XI

   Так прошло две недели. В эти недели случилось желанное для Ивана Ильича и его жены событие: Петрищев сделал формальное предложение. Это случилось вечером. На другой день Прасковья Федоровна вошла к мужу, обдумывая, как объявить ему о предложении Федора Петровича, но в эту самую ночь с Иваном Ильичом свершилась новая перемена к худшему. Прасковья Федоровна застала его на том же диване, но в новом положении. Он лежал навзничь, стонал и смотрел перед собою остановившимся взглядом.

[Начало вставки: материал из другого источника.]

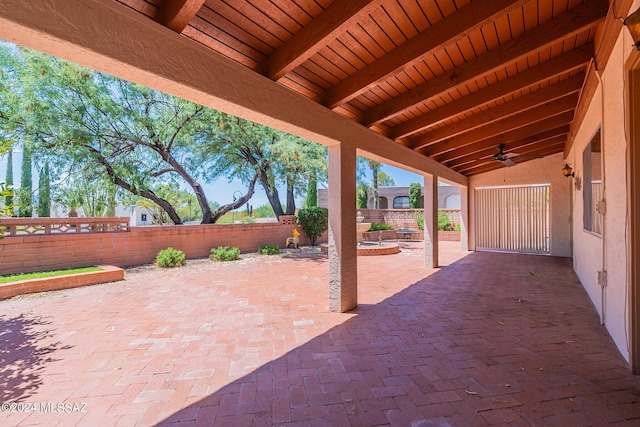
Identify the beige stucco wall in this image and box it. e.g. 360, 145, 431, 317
567, 29, 640, 360
469, 150, 571, 257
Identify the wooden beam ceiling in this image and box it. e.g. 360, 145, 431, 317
258, 0, 380, 80
153, 0, 206, 33
323, 0, 528, 108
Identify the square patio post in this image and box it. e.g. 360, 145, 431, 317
424, 175, 438, 268
328, 144, 358, 313
460, 187, 471, 252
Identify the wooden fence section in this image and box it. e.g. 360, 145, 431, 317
0, 217, 327, 274
0, 216, 129, 237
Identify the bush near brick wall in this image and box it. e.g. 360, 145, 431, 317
0, 221, 327, 274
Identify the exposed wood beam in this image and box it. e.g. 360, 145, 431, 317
563, 62, 600, 158
258, 0, 380, 80
448, 134, 569, 170
564, 0, 634, 158
464, 143, 563, 176
386, 47, 593, 141
422, 94, 578, 161
450, 132, 567, 171
153, 0, 206, 33
408, 74, 584, 149
324, 0, 528, 108
357, 0, 608, 127
433, 111, 573, 164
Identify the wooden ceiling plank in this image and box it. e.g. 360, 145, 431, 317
449, 134, 567, 168
398, 45, 592, 142
432, 111, 573, 163
259, 0, 380, 80
153, 0, 206, 33
324, 0, 527, 108
409, 76, 584, 149
358, 0, 608, 126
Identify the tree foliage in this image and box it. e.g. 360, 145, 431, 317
0, 44, 327, 224
409, 182, 422, 209
18, 144, 33, 218
0, 45, 255, 224
298, 207, 329, 246
37, 162, 51, 218
356, 183, 369, 209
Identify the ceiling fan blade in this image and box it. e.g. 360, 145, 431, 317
511, 154, 544, 159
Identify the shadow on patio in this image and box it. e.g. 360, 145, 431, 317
159, 249, 640, 426
0, 314, 71, 402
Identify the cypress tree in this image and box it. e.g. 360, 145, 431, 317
305, 176, 318, 208
4, 149, 13, 211
18, 147, 33, 218
38, 162, 51, 218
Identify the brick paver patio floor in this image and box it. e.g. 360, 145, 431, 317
0, 242, 640, 426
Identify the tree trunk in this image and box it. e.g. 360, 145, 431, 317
162, 151, 215, 224
371, 168, 380, 209
91, 149, 182, 225
211, 174, 258, 224
285, 177, 296, 215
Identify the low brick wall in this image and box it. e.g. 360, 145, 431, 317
438, 231, 460, 242
0, 265, 124, 300
0, 217, 327, 274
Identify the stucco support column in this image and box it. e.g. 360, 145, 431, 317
329, 144, 358, 313
459, 187, 471, 252
424, 175, 438, 268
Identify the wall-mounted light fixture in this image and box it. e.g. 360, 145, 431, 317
623, 9, 640, 50
562, 163, 576, 178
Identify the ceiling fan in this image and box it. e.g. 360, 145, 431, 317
493, 144, 543, 167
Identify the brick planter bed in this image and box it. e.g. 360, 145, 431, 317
0, 265, 124, 300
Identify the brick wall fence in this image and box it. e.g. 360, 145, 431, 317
0, 216, 327, 274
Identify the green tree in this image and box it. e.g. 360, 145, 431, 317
0, 45, 255, 224
367, 159, 382, 209
409, 182, 422, 209
298, 207, 329, 246
304, 176, 318, 208
4, 146, 13, 211
198, 113, 327, 217
378, 171, 396, 187
356, 182, 369, 209
38, 161, 51, 218
0, 140, 14, 221
18, 146, 33, 218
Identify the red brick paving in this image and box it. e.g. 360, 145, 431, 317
0, 242, 640, 426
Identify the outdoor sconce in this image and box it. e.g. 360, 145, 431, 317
623, 9, 640, 50
562, 163, 576, 178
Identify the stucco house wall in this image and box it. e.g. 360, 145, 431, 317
567, 27, 640, 360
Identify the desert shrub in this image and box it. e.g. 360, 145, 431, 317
258, 245, 280, 255
209, 246, 240, 261
369, 222, 393, 231
155, 247, 186, 268
298, 207, 329, 246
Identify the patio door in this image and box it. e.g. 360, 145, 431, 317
475, 184, 551, 254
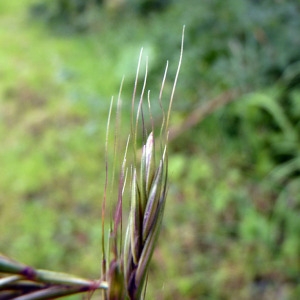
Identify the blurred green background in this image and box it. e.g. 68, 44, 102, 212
0, 0, 300, 300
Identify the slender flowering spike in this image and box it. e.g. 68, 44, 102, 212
141, 132, 155, 212
124, 133, 167, 299
143, 160, 163, 241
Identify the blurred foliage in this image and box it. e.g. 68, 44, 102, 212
0, 0, 300, 300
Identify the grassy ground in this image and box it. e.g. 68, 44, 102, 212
0, 0, 300, 300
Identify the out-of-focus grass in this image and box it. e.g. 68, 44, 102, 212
0, 0, 300, 299
0, 1, 122, 277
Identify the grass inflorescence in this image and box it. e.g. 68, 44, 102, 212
0, 28, 184, 300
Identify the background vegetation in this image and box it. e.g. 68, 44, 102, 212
0, 0, 300, 300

   Она стала говорить о лекарствах. Он перевел свой взгляд на нее. Она не договорила того, что начала: такая злоба, именно к ней, выражалась в этом взгляде. — Ради Христа, дай мне умереть спокойно, — сказал он.
   Она хотела уходить, но в это время вошла дочь и подошла поздороваться. Он так же посмотрел на дочь, как и на жену и на ее вопросы о здоровье сухо сказал ей, что он скоро освободит их всех от себя. Обе замолчали, посидели и вышли.
   — В чем же мы виноваты? — сказала Лиза матери. — Точно мы это сделали! Мне жалко папа, но за что же нас мучать?
   В обычное время приехал доктор. Иван Ильич отвечал ему: «да, нет», не спуская с, него озлобленного взгляда, и под конец сказал:
   — Ведь вы знаете, что ничего не поможет, так оставьте.
   — Облегчить страдания можем, — сказал доктор.
   — И того не можете; оставьте.
   Доктор вышел в гостиную и сообщил Прасковье Федоровне, что очень плохо и что одно средство — опиум, чтобы облегчить страдания, которые должны быть ужасны.
   Доктор оговорил, что страдания его физические ужасны, и это была правда; но ужаснее его физических страданий были его нравственные страдания, и в этом было главное его мучение.
   Нравственные страдания его состояли в том, что в эту ночь, глядя на сонное, добродушное скуластое лицо Герасима, ему вдруг пришло в голову: а что, как и в самом деле вся моя жизнь, сознательная жизнь, была «не то».
   Ему пришло в голову, что то, что ему представлялось прежде совершенной невозможностью, то, что он прожил свою жизнь не так, как должно было, что это могло быть правда. Ему пришло в голову, что те его чуть заметные поползновения борьбы против того, что наивысше поставленными людьми считалось хорошим, поползновения чуть заметные, которые он тотчас же отгонял от себя, — что они-то и могли быть настоящие, а остальное все могло быть не то. И его служба, и его устройства жизни, и его семья, и эти интересы общества и службы — все это могло быть не то. Он попытался защитить пред собой все это. И вдруг почувствовал всю слабость того, что он защищает. И защищать нечего было.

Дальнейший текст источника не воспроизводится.